With every detention and expulsion and with every scorch mark and emotionally scarred staff member, the legend of twelve-year-old Lavina Lucas continues to grow. Mostly abandoned by her parents who often travel for their work, Vin has not received guidance on how to use and control her magic, and she yearns to figure it out. After all, the Treaty of 1695 does say that “magic must be controlled” (4), and the purpose of magecraft education is to teach discipline, restraint, and control. Because of her infractions, Vin’s latest emotional outburst at Strictland School of Magic has landed her into the last resort for delinquents.
Such is the plot of Nicki Pau Preto’s debut middle grade novel, The Last Hope School for Magical Delinquents, the first book in a duology. Here, Vin meets Gilly Reid, a Water Conjurer, as well as siblings Theo and Araminta Singh. Determined not to make any friends, since she’s certain she will not be staying long, Vin resists their overtures at friendship. Theo is a Conjurer, specializing in objects. However, he doesn’t summon them; he replicates them. Araminta is a Caster who performs illusions. Vin is unsure of her specialization, and just hopes her magic can be meek and malleable so she doesn’t fail in this last attempt at belonging. It is with this hope and a wish to know, master, and use her magic that Vin begins training under Headmistress Ava Hope. But the headmistress has a dark past with her own secrets.
In addition to sharing details about the classes of magic and to forming a connection between imagination and magic, Preto’s novel underscores the importance of mentors and support systems in the healthy development of self-esteem. She also throws in a few skirmishes and a battle to remind readers that life—whether lived as magic or mundane—comes with its share of conflicts.
Perhaps the most significant aspect of the novel addresses identity and how magic is not “like a hat or a haircut” (195) but is intrinsic to one’s identity.

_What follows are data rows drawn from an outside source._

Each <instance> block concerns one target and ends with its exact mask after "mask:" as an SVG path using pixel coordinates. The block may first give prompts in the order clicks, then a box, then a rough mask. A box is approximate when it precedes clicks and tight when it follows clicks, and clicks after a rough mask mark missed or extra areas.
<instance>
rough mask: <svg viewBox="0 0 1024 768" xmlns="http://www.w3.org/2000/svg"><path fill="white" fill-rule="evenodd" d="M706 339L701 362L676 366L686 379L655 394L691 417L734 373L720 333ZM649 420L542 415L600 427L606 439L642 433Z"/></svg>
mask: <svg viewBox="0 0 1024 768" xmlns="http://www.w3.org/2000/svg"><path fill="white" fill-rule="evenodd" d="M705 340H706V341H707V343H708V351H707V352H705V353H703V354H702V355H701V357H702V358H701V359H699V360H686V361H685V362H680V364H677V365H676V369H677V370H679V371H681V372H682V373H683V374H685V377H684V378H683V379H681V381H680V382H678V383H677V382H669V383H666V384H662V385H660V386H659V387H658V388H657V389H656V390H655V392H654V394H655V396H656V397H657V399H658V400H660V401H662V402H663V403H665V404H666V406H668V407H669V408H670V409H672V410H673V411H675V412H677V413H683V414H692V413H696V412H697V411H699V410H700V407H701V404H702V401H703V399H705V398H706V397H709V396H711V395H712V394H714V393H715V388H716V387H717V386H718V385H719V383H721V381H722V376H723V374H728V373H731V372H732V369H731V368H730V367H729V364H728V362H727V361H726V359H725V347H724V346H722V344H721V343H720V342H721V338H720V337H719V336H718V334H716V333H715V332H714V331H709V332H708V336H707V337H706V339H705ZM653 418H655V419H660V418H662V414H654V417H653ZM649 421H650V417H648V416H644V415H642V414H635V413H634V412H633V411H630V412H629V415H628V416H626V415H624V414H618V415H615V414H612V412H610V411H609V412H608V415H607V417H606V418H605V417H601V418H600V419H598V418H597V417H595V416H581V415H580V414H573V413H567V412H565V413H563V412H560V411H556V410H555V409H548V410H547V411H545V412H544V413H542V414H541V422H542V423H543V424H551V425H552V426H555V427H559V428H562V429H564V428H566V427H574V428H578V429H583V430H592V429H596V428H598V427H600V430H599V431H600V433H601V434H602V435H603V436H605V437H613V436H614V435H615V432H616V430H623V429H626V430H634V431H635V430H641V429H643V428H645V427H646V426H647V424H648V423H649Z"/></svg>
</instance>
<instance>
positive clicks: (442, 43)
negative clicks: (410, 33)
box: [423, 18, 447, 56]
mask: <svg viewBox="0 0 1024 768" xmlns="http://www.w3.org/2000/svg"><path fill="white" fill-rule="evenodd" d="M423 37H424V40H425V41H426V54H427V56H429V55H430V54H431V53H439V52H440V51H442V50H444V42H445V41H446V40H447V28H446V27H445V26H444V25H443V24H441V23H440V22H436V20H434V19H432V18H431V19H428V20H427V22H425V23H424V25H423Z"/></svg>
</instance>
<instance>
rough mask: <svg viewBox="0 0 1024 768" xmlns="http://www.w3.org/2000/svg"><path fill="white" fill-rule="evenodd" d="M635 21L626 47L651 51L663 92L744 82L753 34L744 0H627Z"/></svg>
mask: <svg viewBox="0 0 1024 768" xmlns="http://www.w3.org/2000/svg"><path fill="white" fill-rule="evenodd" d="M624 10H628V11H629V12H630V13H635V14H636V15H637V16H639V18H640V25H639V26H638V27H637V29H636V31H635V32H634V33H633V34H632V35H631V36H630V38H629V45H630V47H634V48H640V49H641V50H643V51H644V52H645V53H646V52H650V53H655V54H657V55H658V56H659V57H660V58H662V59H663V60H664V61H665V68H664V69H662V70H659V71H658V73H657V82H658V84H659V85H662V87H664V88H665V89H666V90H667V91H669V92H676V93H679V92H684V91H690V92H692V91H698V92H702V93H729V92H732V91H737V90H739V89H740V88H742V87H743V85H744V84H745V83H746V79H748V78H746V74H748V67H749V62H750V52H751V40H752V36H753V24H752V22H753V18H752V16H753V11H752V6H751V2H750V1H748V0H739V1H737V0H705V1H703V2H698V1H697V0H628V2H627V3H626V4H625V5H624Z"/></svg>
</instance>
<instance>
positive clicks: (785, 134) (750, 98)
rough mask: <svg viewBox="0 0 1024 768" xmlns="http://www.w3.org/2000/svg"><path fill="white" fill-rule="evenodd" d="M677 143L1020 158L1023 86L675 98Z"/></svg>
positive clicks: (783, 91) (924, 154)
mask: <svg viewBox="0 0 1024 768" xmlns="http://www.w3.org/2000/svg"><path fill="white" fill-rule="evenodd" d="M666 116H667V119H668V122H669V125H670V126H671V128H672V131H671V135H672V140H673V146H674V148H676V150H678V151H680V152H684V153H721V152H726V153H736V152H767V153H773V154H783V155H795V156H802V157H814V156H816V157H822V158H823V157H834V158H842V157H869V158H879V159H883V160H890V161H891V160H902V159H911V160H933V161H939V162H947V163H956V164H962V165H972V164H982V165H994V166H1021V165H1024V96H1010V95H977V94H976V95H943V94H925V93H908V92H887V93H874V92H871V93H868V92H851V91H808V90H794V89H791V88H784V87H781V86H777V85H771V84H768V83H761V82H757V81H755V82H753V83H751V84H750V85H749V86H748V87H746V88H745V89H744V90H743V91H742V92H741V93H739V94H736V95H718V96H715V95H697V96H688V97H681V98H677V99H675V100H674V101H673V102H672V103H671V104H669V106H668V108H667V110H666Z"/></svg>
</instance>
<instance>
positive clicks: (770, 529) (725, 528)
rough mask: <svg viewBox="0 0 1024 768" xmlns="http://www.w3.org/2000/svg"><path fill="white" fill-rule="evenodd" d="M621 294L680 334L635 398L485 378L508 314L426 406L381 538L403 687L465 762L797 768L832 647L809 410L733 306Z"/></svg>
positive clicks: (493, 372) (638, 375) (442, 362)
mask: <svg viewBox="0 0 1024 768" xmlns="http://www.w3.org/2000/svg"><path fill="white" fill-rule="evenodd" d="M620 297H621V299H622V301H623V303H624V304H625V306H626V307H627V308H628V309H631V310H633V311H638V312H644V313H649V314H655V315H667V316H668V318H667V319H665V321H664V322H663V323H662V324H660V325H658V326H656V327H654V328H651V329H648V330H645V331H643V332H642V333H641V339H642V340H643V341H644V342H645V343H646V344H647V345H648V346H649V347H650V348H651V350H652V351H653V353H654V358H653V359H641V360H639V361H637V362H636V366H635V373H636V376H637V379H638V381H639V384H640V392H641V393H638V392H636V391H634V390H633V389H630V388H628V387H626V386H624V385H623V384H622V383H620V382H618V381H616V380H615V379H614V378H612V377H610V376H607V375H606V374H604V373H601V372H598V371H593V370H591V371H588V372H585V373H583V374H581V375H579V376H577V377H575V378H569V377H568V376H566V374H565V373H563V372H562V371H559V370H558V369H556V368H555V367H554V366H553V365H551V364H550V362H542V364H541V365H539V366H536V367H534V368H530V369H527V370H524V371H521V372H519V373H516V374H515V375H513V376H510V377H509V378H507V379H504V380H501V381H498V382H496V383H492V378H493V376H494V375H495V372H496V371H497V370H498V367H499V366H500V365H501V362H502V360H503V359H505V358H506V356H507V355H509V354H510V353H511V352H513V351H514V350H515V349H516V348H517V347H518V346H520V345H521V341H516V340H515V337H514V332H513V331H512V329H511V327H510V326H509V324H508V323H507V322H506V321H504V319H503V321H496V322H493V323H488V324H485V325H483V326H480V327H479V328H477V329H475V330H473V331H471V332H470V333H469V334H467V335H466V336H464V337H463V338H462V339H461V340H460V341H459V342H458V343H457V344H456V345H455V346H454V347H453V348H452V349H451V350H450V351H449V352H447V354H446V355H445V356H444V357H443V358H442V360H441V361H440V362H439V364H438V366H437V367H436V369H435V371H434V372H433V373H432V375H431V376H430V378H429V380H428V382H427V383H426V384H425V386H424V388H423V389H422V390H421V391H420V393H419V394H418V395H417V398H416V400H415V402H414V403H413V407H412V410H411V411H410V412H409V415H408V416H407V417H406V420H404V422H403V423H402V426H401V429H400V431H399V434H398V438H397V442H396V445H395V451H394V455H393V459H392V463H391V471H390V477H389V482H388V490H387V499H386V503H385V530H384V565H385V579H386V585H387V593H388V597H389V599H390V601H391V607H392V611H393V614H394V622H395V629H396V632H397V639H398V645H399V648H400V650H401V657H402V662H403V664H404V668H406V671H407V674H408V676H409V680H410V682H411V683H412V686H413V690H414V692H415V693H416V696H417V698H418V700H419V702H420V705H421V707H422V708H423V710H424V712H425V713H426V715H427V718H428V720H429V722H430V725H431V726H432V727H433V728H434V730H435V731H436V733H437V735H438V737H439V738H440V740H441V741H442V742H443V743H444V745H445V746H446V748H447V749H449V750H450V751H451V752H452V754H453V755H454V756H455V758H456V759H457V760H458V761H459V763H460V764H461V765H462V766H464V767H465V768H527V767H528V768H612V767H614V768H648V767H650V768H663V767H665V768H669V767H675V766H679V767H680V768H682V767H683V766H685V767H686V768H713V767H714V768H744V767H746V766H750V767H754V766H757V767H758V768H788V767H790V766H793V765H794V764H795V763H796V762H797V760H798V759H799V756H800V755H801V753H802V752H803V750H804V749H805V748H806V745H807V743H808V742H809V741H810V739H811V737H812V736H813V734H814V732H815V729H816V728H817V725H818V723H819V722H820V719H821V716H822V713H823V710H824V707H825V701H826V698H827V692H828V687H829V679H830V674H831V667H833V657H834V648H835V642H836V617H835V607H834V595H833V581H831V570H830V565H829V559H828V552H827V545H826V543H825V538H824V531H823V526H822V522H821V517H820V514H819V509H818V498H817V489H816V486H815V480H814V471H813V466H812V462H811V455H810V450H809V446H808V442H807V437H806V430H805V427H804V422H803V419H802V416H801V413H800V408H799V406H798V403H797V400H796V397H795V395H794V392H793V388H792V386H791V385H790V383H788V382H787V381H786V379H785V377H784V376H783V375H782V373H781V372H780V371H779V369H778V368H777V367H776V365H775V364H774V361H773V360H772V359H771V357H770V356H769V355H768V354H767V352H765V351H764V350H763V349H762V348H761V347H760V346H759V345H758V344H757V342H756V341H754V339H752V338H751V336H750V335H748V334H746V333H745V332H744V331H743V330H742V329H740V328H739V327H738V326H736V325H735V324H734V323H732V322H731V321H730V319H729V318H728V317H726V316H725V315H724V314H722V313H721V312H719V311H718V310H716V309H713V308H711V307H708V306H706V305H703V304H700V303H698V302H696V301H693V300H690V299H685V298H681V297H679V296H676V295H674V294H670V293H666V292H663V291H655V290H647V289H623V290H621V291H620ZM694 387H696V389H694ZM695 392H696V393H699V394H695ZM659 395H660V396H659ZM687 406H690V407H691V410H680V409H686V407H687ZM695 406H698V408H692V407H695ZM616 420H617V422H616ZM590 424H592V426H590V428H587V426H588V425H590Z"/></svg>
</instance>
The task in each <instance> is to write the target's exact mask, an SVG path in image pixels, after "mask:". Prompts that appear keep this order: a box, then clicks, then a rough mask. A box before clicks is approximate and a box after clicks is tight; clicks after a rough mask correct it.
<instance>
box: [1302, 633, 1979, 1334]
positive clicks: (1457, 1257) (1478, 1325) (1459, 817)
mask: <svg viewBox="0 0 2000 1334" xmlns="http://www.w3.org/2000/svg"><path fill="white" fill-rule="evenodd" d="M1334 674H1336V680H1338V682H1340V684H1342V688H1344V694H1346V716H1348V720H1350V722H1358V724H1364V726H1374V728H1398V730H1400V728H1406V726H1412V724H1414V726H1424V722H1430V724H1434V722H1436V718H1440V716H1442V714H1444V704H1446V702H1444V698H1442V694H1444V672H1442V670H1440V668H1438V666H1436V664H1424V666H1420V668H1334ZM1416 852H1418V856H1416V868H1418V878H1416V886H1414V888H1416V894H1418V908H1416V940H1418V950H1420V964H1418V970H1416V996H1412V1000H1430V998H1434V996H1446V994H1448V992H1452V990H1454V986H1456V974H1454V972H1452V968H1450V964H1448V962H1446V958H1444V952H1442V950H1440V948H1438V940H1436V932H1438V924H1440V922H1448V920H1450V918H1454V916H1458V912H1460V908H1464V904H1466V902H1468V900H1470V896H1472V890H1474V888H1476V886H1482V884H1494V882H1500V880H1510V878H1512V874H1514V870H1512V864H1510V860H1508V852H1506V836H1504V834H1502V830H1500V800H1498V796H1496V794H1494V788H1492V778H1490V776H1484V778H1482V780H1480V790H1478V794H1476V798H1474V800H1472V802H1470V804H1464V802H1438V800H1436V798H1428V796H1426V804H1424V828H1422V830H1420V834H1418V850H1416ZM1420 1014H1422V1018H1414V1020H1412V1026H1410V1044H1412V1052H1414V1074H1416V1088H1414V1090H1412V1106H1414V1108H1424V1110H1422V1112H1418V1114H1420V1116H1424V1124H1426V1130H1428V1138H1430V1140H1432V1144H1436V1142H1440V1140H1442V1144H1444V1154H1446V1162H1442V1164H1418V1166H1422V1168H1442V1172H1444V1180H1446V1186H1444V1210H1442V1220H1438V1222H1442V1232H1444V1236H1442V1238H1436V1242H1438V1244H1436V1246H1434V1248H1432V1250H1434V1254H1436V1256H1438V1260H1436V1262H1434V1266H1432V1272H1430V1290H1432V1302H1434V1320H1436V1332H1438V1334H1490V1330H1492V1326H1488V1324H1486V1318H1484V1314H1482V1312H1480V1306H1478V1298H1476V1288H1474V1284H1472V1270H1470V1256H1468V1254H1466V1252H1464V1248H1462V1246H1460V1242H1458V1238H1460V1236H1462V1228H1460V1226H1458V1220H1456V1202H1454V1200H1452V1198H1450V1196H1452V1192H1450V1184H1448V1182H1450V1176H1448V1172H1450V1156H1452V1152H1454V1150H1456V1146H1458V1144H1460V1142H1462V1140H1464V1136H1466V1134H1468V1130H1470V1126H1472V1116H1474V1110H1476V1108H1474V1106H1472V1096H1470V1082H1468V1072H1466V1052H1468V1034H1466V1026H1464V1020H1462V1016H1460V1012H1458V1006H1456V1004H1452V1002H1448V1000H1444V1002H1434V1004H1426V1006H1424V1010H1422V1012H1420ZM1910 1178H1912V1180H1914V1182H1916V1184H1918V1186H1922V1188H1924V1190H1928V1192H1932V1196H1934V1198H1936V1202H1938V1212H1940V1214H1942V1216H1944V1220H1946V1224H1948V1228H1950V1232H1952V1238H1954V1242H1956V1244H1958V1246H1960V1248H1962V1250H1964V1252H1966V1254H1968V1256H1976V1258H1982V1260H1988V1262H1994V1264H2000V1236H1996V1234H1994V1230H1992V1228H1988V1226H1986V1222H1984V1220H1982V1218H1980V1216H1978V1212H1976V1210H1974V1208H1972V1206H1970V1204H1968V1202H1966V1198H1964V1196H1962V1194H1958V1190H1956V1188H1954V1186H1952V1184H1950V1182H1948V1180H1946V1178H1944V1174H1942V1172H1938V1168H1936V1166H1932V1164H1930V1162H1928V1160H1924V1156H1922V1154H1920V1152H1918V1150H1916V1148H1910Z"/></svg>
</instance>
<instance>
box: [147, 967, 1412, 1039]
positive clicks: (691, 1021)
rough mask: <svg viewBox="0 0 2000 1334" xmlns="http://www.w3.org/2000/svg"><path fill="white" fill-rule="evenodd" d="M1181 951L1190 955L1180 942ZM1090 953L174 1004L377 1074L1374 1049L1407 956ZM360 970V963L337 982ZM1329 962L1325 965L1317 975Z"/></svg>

Describing magic as something that is worked for, Preto creates an analogy, suggesting that our talents and abilities as “meant to be shared” (195). When we separate someone from their actions, when we see someone as an individual rather than as a misfit or a delinquent, we begin to recognize their power, uniqueness, and beauty. “That is the only way to make real change. To value each and every student that walks through these doors, to see them not as their power—wild and potentially unsafe—but as themselves. As worthy, even of risk” (277).